I first saw fabric dyed with rust on the cover of Belle Armoire, September/October 2007. (Maureen Cox's stunning aqua-and-rust duster can be seen here.) I've thought about playing with rust over the years, but I finally got around to it last week.

It's a very simple process. Wash the fabric, apply a mixture of vinegar and water, then add your rusty objects and let it dry. Wash the fabric again, dry or iron, and voila! Rusty fabric!

It's usually recommended that you do this process outdoors because of the odor and the mess. However, I thought I'd try dyeing a small batch of fabric in my basement, where I could keep it away from kid and cats.

First step: dig out my rusty object collection. Doesn't everybody have rusty stuff laying around the house?! Oh yes, not everyone is a packrat like me. If you don't have any rusty things around, you can easily create them by soaking iron or steel objects in some vinegar and water for a while, outdoors. Or go on a scavenger hunt into a garage, junk yard, barn, estate sale . . .

Rusty stuff for dyeing

I chose to use bottle caps. I have lots, and I thought I'd make a simple pattern with them. I decided to sew them onto a 9" x 12" piece of white muslin.

Rusty bottlecaps sewn on fabric

I pinned a second piece of muslin on top of the first piece, reasoning that the rusty bottle caps could easily do double duty. I figured the pins would rust, too, adding extra marks. I carefully wet the fabric and wringed it out a little, then placed it in a plastic container and soaked it in white vinegar for a minute. Wringing the fabric out again, I then spread it out in an extra-large ziplock bag, and placed it on a high basement shelf. I didn't seal the bag, wanting the fabric to air-dry slowly.
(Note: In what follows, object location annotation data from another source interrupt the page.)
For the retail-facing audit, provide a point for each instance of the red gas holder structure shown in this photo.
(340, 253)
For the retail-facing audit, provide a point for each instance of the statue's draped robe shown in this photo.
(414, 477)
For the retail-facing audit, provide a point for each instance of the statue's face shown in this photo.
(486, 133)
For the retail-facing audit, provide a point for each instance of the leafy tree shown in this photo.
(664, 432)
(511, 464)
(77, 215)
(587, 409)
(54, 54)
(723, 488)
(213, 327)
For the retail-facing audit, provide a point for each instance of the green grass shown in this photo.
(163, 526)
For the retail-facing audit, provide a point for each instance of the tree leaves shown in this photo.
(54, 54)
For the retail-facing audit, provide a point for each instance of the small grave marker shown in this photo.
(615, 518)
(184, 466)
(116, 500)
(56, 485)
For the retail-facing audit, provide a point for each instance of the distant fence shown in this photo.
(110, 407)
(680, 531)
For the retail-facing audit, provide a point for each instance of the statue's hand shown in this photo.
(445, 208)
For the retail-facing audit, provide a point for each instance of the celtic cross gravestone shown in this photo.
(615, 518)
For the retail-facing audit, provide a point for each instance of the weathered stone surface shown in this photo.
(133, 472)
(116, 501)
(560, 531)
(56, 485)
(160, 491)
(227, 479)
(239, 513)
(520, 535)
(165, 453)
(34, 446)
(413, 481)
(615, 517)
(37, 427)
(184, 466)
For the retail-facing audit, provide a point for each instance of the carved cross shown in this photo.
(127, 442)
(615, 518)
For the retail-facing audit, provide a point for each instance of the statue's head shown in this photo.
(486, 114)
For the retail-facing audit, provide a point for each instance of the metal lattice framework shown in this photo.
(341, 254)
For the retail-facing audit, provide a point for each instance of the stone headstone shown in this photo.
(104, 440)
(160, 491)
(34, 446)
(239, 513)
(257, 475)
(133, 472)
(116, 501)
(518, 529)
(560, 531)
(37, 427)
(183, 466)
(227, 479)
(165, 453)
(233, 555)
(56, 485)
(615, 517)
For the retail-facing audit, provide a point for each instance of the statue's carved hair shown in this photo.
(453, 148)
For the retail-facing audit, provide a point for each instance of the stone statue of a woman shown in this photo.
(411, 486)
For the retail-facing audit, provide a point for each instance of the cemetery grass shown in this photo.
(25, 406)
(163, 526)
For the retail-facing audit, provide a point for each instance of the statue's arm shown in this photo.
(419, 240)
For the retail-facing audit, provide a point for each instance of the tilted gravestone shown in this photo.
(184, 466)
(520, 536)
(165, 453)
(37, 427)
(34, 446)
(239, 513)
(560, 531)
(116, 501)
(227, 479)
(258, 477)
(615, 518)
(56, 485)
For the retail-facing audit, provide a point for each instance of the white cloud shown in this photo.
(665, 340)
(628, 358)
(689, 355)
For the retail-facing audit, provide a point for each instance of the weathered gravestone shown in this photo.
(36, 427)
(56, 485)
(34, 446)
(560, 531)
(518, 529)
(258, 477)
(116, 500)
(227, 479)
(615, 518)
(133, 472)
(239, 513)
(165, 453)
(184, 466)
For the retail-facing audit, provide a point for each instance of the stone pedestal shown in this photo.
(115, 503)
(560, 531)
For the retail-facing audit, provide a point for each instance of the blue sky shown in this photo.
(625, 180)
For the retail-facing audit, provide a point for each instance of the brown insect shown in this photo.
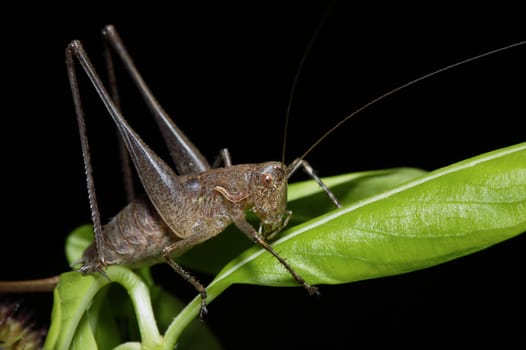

Rusting fabric in ziplock bag

The rust formed pretty quickly.

Rusting bottlecaps on fabric (in process)

After a day, I took the fabric out of the bag so that it would dry faster. I noticed that some of the bottle caps weren't getting any rust onto the fabric, because the fabric wasn't firmly touching them. I placed some glass jars and plastic containers on top of the fabric, and that seemed to help. (Next time, I'm going to try placing bags of rice or sand on top, to create better contact.)

Once the fabric dried, I pulled out the pins (very tough to do!), then cut the sewing thread and removed the bottle caps. I washed the fabric in hot water and put it in the dryer.

Rusted bottlecap fabric

Each bottle cap left a unique imprint. The fabric was wet enough that the rust migrated, so a lot of the fabric ended up at least a little orange-brown.

Rusted bottlecap fabric (close-up)

I wonder what I'll do with it now?

1 comment:

Lisa Gallup said...

Awesome! That fabric would make fabulous couch pillows I think!